Donor darah? Maksudnya menyumbangkan darah untuk orang lain? Nanti anemia, dong!
Begitulah pemikiran saya waktu masih SMA. Bagi saya, nggak masuk akal bahwa dengan menyumbangkan darah pada orang lain tak akan menimbulkan efek negatif pada kesehatan. Minimal anemia,begitu pikir saya. Ditambah saya phobia darah, lengkap sudah alasan untuk tidak sedikit pun berurusan dengan kegiatan ‘berdarah’ tersebut.
Beberapa tahun kemudian, saat Senat Mahasiswa Fakultas Psikologi di kampus saya jadi penyelenggara kegiatan donor darah, saya diajak teman-teman untuk melihat aktifitas tersebut. Berniat ikut? Awalnya tidak. Alasannya masih sama, khawatir anemia dan phobia darah. Nggak lucu kan kalau saya menyumbangkan darah tapi habis itu pingsan?
“Mbak, donor darah itu justru banyak manfaatnya untuk kesehatan. Bisa membantu sirkulasi darah, membantu menurunkan berat badan…” petugas PMI menyebutkan banyak manfaat yang tak semua saya ingat. Ia lalu melanjutkan, “Mbak tahu nggak kalau kebutuhan darah di Indonesia itu sekitar empat juta kantong pertahun, dan saat ini hanya ada sekitar satu juta kantong per tahun. Padahal satu kantong darah yang disumbangkan, bisa menyelamatkan tiga nyawa.” ujarnya
Saya terhenyak mendengar penjelasan itu. Membayangkan seandainya suatu saat ada di posisi orang yang membutuhkan darah karena sakit atau kecelakan, mesti menunggu hanya untuk mendapatkan darah? Maka tanpa pikir panjang, saya pun menganggukkan kepala untuk menjadi pendonor.
Lantas bagaimana dengan ketakutan saya sebelumnya? Alhamdulillah ternyata apa yang saya khawatirkan selama ini tak terbukti! Saya sama sekali nggak merasa lemas (apalagi pas habis donor darah dikasih semangkok kacang ijo, saya langsung segar). Serius, segala ketakutan akan terkena penyakit ‘multi-L’ alias Lemah, Letih, Lesu, Lemas, Lunglai, Loyo itu nggak terjadi sama saya. Malah saya merasa badan lebih fit.
Itulah akibat nggak memiliki pengetahuan memadai tentang manfaat donor darah, dengan bodohnya saya memilih untuk enggak mau berpartisipasi dalam salah satu kegiatan mulia PMI yang satu ini.
Selanjutnya, hitung-hitung ‘bayar utang’ atas kebodohan di masa lalu, saya jadi hobi sama donor darah. Saya nggak kecewa meski seringkali ditolak karena tensi rendah. Nggak Cuma berpartisipasi sendiri, saya juga suka ‘memprovokasi’ orang lain untuk ikut donor darah. Mulai dari ibu dan ayah, saudara, teman sampai beberapa tahun kemudian saya berhasil membuat suami mendonorkan darahnya untuk pertama kali.
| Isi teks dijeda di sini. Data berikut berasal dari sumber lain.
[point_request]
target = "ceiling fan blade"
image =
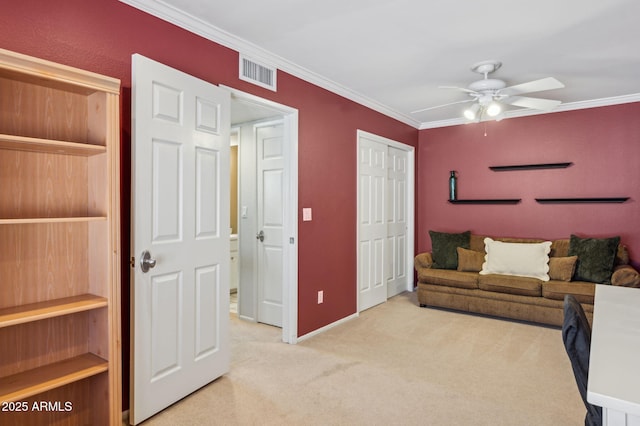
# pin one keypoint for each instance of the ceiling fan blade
(462, 89)
(534, 103)
(548, 83)
(441, 106)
Ia bahkan merutinkan untuk ikut donor darah secara berkala.
Sebuah kisah nyata kurangnya persediaan kantong darah di Indonesia saya lihat langsung saat sedang membantu menggalang dana pengobatan putera seorang teman yang menderita Thalassemia Mayor. Menurut pengakuannya, setiap puteranya akan ditransfusi, setidaknya sehari sebelumnya ia harus menghubungi PMI untuk menanyakan ketersediaan darah. Dari situ saya semakin gencar mengajak sanak saudara dan teman untuk mau menjadi donor darah.
Jika berbagai manfaat kesehatan tak mampu menggerakkan Anda untuk menjadi pendonor, maka lakukanlah ini demi kemanusiaan.